第六十話 強襲
レレ様とのお茶会も終わり、私はせっせとセインさんのために作ったお菓子をバスケットに詰めて、屋敷を出る。
正直に言えば、レレ様から得られたアドバイスは一つだけで、とても不安だ。それでも、頑張ることを約束した私は、後には引けない。
セインさんが話していた宿は、私の屋敷から馬車で二十分ほどの場所にある。しかし、早くセインさんに会いたい私としては、馬車でのんびり行くよりも、自分の足で歩いた方が良いとばかりに、そのまま外に出た。
今日も今日とて、可愛いと思えるワンピースを身に纏って、急ぎ足で歩く。
この時の私は、本当に浮かれていた。何せ、尾行してくる存在に気づいていなかったのだから。
もうすぐ、キツツキの止まり木という名の宿が見えてくる。
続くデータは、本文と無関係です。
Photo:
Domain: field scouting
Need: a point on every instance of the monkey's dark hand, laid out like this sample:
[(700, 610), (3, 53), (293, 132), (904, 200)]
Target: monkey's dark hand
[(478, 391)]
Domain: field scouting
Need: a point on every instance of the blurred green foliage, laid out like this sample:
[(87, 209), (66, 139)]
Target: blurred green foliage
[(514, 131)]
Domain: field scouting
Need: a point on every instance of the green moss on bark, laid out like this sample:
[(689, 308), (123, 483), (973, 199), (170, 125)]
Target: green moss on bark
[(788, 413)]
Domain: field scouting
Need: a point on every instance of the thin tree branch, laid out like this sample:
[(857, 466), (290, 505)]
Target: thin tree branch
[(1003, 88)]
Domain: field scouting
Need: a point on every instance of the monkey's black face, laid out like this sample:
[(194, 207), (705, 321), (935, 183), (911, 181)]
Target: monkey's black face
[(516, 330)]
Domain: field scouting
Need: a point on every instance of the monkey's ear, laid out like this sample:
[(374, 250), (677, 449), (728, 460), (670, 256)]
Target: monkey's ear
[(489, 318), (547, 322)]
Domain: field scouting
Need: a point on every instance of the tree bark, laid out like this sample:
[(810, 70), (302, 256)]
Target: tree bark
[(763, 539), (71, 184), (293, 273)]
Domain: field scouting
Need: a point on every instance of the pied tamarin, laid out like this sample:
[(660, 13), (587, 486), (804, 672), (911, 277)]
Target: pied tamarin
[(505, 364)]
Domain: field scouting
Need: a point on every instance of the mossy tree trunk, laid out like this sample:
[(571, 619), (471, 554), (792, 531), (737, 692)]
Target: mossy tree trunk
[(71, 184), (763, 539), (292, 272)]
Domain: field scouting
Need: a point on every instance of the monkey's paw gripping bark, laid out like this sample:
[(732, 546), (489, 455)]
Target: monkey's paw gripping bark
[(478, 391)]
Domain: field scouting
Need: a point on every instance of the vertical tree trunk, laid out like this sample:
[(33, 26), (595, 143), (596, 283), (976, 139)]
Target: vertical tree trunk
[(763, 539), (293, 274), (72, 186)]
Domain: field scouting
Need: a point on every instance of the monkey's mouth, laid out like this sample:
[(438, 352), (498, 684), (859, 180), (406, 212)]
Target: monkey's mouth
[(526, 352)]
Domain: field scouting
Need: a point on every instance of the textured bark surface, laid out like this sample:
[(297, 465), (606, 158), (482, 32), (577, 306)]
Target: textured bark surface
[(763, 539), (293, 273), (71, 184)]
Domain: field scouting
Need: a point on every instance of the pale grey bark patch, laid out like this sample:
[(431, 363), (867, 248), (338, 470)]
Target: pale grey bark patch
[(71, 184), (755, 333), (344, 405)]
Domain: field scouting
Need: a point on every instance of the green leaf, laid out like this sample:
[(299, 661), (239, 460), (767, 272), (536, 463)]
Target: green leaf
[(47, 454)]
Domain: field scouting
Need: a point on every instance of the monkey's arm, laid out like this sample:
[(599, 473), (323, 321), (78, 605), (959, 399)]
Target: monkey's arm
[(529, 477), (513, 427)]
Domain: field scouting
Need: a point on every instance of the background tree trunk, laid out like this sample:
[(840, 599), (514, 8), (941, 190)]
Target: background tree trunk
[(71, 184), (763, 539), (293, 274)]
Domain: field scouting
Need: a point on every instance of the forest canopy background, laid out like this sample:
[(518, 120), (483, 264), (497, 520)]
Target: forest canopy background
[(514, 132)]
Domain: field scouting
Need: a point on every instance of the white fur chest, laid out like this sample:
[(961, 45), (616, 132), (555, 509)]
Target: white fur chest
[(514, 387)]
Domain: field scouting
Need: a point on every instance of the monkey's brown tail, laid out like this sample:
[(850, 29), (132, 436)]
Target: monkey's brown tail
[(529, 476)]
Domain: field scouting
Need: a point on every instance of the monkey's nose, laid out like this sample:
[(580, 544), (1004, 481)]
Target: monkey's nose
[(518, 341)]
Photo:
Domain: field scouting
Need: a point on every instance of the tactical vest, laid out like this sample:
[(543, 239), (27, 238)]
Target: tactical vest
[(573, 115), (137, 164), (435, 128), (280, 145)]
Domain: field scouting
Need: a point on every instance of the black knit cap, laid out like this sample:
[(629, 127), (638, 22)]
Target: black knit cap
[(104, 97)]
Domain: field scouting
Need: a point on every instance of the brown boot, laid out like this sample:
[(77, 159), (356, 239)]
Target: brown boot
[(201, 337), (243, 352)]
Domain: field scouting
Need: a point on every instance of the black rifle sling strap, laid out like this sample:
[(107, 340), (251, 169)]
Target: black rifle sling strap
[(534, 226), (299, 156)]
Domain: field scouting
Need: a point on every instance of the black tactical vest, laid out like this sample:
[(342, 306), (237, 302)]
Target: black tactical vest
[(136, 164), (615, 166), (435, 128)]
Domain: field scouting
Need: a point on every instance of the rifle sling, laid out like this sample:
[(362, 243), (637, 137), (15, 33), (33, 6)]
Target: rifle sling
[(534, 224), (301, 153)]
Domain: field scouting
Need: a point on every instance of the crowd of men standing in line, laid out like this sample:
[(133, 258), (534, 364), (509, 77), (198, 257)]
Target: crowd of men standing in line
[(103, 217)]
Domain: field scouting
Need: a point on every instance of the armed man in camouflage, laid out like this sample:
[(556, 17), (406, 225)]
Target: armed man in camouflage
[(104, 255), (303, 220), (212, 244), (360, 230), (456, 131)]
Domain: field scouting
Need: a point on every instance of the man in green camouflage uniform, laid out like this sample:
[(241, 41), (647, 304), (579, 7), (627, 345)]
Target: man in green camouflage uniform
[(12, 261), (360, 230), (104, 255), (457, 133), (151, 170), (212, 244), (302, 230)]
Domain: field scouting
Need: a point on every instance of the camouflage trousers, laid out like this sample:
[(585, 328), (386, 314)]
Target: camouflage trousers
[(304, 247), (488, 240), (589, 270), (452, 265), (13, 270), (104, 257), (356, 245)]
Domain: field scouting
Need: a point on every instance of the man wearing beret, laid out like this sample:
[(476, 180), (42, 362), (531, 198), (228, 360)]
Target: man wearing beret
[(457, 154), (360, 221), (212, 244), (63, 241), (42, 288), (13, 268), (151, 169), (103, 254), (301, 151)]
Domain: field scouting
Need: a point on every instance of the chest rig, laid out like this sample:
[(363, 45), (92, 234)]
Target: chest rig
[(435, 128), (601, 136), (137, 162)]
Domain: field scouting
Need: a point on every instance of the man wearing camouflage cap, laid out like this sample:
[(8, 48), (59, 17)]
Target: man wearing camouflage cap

私は、ちょっと近道のために、細い路地に入って、そこを通り抜けようとして……。
「っ……」
突如として上から降ってきた誰かの存在に、私は咄嗟に後ずさり、すぐにもう一人が背後に居ることに気づく。
挟み撃ち!?
覆面で顔を隠す彼らが何者かは分からないが、そんなことを考える間もなく、彼らは手に持った物を放つ。
「くっ、誰!」
かろうじてそれを避けるものの、そのまま小刀を片手に襲われる。
「うっ」
武器を持たない状態で、手練だろう敵に襲われて、どうにか逃げるか、相手の武器を奪うかしないと、と立ち回っていたものの、細い路地の中では上手く動けず、少しずつ細かい傷を増やしていく。そして……。
「な、に……?」
グラリ、と視界が大きく揺らぐ。その直後、お腹に大きな衝撃を受けて、息が詰まった。
「がっ……」
意識も飛びかけていることを自覚して、体勢を立て直そうと必死に腕に力を入れようとして、力が入らないことに気づく。
「ぁ……」
その瞬間、トラウマが、前世の記憶が、鮮明に浮かぶ。
外に出たいのに、動きたいのに、何も出来ないままに、苦しみ抜いて死んだその時を。そして……。
「ぐぁっ!」
その恐怖を最後に、バチッという音とともに、私の意識は強制的に暗闇に閉ざされた。